Adalah sebuah kehormatan sekaligus kebanggaan mendapat kepercayaan untuk membaca dan mengulas sebuah novel buah tangannya yang pertama diterbitkan langsung dari sang penulis. Sahabat saya ini, Hadis Mevlana, memang sejak awal saya kenal sebagai seorang pecinta buku dan sastra. Dia sangat kritis terhadap apa yang telah dibacanya. Terkadang dia melihat sebuah karya sastra dari sisi yang berbeda, yang tak ladzim dilihat dari pembaca awam seperti saya.
Saya mengenal Hadis Mevlana dengan nama Maulana Hadi.

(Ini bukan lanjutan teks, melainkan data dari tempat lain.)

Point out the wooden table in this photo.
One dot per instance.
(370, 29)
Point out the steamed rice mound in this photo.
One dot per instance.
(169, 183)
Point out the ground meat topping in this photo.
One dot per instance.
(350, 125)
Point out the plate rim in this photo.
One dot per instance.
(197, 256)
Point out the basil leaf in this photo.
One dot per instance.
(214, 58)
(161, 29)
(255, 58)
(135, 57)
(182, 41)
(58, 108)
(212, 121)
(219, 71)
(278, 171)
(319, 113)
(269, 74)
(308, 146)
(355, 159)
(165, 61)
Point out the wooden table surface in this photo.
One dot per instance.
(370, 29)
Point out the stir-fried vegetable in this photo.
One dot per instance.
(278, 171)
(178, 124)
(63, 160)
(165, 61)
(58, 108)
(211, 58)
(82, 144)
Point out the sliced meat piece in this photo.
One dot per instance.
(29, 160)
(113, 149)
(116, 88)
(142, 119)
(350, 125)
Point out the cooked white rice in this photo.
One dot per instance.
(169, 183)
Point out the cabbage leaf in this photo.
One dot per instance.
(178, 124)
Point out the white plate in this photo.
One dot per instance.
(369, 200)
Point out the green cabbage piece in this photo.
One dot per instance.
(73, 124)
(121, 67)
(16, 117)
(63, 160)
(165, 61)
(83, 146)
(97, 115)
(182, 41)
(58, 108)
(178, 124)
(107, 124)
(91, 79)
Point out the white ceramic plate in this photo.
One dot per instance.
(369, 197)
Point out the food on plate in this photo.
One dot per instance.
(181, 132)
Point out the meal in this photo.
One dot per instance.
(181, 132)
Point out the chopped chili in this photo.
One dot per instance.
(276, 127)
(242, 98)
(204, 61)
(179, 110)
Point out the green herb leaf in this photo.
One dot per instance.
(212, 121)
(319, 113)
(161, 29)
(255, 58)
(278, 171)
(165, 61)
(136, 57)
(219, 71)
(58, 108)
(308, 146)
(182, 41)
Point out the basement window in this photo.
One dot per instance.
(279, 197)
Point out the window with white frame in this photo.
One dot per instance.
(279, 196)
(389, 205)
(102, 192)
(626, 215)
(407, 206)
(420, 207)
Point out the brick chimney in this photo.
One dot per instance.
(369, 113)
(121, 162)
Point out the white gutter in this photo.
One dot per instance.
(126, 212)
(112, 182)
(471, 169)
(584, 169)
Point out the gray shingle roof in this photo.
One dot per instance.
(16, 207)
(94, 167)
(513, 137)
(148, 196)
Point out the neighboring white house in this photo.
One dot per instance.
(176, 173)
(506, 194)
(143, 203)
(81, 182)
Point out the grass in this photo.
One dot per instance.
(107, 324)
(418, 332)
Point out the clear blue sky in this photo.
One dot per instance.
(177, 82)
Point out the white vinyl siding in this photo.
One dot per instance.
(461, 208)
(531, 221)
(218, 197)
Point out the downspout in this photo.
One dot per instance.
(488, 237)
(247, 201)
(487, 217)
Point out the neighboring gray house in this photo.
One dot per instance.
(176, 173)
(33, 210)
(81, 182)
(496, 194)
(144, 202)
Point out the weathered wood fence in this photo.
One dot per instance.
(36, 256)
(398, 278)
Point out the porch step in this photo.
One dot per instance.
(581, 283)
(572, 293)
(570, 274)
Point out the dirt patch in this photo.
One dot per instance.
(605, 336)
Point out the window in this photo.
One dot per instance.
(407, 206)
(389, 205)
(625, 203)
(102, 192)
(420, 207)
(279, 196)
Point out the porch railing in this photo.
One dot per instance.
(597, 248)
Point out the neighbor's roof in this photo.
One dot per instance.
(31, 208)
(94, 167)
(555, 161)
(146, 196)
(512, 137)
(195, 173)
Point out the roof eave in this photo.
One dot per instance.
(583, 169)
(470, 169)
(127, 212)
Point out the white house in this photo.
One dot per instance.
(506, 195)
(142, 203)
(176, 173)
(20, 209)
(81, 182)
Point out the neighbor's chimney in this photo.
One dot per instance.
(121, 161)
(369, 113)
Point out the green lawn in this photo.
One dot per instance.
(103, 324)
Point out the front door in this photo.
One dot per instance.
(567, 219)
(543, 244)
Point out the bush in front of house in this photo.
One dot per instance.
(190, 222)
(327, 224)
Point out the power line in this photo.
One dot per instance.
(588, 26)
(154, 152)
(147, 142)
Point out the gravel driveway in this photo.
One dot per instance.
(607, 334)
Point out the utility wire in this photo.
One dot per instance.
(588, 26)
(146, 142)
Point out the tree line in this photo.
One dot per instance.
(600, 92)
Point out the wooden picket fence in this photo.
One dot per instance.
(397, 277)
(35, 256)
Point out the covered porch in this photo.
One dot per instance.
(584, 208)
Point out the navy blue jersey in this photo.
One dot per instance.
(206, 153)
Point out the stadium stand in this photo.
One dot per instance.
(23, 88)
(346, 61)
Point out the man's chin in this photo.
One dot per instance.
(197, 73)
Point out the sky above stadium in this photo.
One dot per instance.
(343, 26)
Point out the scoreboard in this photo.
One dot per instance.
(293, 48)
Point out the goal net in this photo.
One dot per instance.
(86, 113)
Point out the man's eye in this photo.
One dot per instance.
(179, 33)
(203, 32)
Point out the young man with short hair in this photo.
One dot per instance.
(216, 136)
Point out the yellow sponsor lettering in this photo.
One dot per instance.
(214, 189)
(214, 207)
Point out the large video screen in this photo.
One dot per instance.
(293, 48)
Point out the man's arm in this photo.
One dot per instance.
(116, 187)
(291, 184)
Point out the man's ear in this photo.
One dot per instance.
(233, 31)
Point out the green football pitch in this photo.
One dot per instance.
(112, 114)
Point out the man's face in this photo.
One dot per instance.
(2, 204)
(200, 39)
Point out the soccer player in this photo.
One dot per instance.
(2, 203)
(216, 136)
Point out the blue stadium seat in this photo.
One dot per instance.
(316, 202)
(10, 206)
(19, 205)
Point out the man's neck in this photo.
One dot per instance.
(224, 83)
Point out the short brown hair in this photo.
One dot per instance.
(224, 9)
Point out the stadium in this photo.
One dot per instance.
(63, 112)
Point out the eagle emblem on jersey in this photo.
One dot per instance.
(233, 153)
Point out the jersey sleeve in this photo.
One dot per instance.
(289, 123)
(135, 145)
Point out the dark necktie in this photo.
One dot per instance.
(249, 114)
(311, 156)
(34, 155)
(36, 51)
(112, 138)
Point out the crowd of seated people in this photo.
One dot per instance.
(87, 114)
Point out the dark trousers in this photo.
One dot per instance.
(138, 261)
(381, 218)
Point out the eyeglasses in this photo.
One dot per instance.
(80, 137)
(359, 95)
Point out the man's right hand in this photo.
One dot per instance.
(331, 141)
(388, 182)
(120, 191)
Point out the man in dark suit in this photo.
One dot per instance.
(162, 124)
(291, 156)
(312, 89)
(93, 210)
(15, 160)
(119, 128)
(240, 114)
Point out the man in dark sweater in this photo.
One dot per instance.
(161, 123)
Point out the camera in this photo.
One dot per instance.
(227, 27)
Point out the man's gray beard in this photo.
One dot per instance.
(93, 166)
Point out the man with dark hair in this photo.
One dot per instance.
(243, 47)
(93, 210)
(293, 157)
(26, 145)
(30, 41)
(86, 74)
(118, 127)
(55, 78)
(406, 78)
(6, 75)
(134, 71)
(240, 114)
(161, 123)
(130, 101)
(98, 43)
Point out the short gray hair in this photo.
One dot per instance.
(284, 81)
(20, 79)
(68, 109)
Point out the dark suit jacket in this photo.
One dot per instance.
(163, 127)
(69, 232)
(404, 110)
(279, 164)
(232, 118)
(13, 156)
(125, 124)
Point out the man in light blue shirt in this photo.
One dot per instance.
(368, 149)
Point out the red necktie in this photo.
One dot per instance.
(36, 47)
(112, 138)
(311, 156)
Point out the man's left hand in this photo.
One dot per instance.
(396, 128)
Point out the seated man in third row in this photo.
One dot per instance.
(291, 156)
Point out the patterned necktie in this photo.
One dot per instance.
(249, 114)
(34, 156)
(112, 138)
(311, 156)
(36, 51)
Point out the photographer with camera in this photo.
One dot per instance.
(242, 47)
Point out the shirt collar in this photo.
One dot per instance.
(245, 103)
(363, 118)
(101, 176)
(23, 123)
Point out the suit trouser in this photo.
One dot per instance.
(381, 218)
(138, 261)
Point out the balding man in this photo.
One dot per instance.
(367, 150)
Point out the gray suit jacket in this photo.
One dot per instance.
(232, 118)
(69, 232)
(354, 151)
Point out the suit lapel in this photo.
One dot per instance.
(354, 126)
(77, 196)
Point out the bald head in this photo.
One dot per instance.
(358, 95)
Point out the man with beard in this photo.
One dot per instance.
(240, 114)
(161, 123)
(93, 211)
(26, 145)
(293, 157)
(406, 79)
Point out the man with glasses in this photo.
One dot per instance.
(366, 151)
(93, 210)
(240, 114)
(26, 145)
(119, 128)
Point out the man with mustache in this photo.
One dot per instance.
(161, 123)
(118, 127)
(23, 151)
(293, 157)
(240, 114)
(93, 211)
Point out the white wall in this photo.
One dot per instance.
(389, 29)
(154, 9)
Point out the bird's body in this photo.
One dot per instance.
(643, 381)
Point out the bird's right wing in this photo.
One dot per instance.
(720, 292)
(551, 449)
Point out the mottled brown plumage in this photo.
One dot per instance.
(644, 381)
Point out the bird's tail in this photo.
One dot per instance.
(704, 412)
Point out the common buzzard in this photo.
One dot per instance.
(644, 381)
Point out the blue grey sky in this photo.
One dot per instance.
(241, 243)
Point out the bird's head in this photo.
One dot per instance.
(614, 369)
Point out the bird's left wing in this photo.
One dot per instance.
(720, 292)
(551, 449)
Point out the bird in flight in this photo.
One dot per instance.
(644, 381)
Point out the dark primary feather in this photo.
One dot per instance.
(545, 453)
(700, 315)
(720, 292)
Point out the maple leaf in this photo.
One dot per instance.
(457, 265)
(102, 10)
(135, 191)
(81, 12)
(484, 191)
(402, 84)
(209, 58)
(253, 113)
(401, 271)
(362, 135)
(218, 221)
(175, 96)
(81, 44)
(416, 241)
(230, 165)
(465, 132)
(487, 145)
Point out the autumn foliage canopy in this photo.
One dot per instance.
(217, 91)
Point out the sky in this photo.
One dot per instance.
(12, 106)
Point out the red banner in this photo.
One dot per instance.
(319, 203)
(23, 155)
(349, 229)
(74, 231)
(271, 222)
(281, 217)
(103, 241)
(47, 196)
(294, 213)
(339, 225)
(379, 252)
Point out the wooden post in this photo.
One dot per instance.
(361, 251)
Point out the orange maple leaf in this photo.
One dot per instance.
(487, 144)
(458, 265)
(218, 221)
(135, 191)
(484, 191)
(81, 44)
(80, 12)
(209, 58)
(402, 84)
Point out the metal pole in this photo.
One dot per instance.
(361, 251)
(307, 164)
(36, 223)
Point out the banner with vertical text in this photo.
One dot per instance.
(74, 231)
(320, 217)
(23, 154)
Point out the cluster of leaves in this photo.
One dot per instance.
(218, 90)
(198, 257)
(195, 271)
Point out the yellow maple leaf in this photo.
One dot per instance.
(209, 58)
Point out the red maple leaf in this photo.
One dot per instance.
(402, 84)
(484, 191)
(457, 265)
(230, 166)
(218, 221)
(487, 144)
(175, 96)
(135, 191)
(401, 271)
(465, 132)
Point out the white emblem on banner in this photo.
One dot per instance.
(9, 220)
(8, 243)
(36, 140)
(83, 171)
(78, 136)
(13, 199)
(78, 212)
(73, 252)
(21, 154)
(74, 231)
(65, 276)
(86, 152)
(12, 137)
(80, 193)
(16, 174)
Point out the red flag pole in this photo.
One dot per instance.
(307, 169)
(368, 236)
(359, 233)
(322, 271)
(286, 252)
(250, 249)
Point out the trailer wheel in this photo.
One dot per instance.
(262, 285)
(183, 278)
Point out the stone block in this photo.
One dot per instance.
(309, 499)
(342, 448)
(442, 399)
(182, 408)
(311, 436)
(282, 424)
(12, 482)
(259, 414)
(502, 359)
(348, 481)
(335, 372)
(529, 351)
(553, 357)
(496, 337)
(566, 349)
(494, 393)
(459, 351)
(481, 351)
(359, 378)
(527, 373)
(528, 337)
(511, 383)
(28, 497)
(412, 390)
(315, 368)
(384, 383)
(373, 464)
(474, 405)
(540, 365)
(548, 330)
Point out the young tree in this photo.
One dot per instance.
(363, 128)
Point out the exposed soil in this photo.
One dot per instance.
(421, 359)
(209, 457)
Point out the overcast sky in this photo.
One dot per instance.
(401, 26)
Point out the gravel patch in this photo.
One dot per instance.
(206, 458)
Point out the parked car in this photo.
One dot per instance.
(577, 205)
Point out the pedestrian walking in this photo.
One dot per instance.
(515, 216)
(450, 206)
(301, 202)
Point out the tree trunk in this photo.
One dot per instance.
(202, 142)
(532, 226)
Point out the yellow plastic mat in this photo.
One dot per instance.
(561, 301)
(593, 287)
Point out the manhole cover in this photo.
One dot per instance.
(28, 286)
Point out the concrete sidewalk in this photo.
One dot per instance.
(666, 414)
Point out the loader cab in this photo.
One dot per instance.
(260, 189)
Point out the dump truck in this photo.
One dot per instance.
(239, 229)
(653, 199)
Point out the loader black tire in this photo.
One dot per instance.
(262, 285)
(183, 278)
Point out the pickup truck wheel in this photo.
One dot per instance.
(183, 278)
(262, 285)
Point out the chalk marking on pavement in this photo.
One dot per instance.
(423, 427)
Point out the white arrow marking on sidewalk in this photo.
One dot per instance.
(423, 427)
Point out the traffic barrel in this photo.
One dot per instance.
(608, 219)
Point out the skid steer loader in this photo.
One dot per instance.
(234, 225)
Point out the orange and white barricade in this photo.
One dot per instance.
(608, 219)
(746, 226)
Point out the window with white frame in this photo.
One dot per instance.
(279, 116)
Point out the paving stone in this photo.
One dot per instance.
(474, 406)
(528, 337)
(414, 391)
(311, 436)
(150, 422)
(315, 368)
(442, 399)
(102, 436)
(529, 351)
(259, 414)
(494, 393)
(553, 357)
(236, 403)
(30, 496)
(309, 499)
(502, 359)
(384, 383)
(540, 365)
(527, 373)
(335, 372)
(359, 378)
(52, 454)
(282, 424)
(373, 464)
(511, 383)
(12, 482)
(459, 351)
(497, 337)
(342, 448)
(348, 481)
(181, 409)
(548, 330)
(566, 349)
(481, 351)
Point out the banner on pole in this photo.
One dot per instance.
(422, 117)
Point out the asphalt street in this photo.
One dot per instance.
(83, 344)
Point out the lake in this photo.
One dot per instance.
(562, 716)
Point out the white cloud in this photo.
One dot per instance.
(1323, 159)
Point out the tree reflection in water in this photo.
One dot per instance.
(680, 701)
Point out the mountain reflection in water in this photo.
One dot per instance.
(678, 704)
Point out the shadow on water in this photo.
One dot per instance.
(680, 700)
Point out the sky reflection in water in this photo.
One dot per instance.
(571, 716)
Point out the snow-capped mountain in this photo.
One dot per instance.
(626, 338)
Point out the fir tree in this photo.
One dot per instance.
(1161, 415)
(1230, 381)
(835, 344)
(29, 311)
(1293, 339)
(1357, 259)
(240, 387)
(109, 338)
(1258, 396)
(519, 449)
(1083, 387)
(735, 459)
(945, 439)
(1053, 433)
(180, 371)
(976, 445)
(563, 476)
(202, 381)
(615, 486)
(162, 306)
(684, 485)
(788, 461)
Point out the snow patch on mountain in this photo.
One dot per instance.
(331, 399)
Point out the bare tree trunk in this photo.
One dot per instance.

Kami sama-sama bertemu di salah satu grup milis sebuah Film yang diangkat dari novel islami. Dalam beberapa kesempatan Hadi memperlihatkan kemampuannya dalam berpuisi. Sebenarnya tak hanya itu, Hadi juga memiliki bakat yang tidak bisa dipandang sebelah mata di bidang tarik suara. Dan ternyata dia juga pandai dalam menulis novel. Ah, sahabat saya ini memang multi talenta. Semoga Allah senantiasa memudahkan ia berkarya dalam barakah.
NOVEL EMBUN DI ATAS DAUN MAPEL
Saya termasuk yang paling antusias demi mengetahui Hadi berhasil menerbitkan novelnya. Genre apakah yang akan ia usung? Apakah romance? petualangan? action? Rasa penasaran ini begitu menggebu, apalagi sang penulis menjanjikan akan mengirimkan langsung buah karyanya ini kepada saya.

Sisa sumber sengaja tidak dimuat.